Hi @0Chen , have you tried the autograd profiler (example: PyTorch Profiler — PyTorch Tutorials 1.8.1+cu102 documentation)?
That can test time and memory usage. However, I want to test in low-bit compute, such as 8bit or 6bit. Could pytorch just allocate a tensor with 8bit.
@0Chen I am facing the same issue too! Does anyone know how to perform inference after quantizing the model?? When I try to get the output, I get this error
Error(s) in loading state_dict for Module: ('Copying from quantized Tensor to non-quantized Tensor is not allowed, please use dequantize to get a float Tensor from a quantized Tensor',)
If you have a quantized model, then it is doing low-bit computation depending on what format it was quantized to. Otherwise, I’m not sure I understand what you are trying to do if your quantized model isn’t already doing what you want.

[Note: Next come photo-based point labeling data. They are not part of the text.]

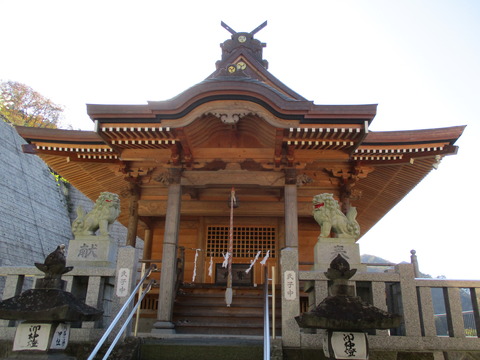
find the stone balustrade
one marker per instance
(96, 286)
(400, 292)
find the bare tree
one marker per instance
(21, 105)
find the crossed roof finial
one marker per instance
(253, 32)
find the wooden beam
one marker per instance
(220, 208)
(233, 177)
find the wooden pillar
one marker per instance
(133, 215)
(168, 274)
(147, 244)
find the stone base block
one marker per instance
(326, 249)
(99, 251)
(163, 327)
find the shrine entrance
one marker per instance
(252, 244)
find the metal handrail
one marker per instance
(266, 318)
(120, 314)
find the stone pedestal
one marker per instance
(326, 249)
(41, 340)
(99, 251)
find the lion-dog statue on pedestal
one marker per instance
(101, 217)
(328, 215)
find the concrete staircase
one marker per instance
(201, 309)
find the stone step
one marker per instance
(202, 348)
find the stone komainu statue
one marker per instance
(101, 217)
(328, 215)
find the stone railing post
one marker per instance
(168, 274)
(125, 282)
(411, 314)
(454, 312)
(289, 268)
(426, 305)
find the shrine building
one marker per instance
(174, 164)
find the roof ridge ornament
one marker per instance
(244, 40)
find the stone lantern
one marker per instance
(345, 317)
(46, 311)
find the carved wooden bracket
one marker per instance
(136, 174)
(348, 178)
(172, 176)
(229, 117)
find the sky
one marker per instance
(419, 60)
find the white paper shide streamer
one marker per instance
(225, 259)
(195, 265)
(253, 262)
(210, 268)
(264, 261)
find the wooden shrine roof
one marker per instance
(241, 126)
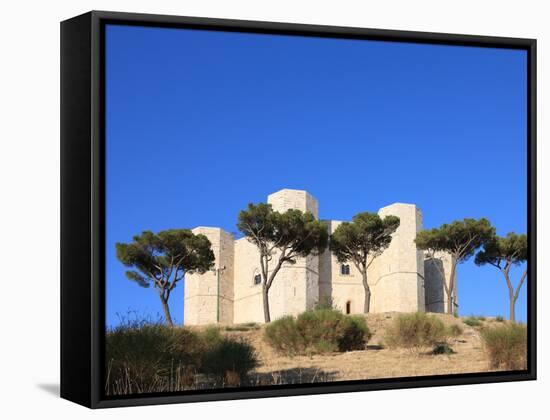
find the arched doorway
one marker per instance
(348, 307)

I don’t think this is related to OP’s issue. But it looks like you are trying to load a saved quantized model into a non-quantized model. the state_dict to my knowledge is just a record of the parameters for different modules. Since quantized modules have different parameters than non-quantized ones, you won’t be able to load one into another. I believe that when you create the model before loading the state dict, you have to fuse/prepare/convert it, at which point you should be able to load the state dict per How do I save and load quantization model
If this is not helpful, can you make a separate post within the #quantization category so as not to hijack this thread? I am the oncall for quantization so I am responding to any new posts.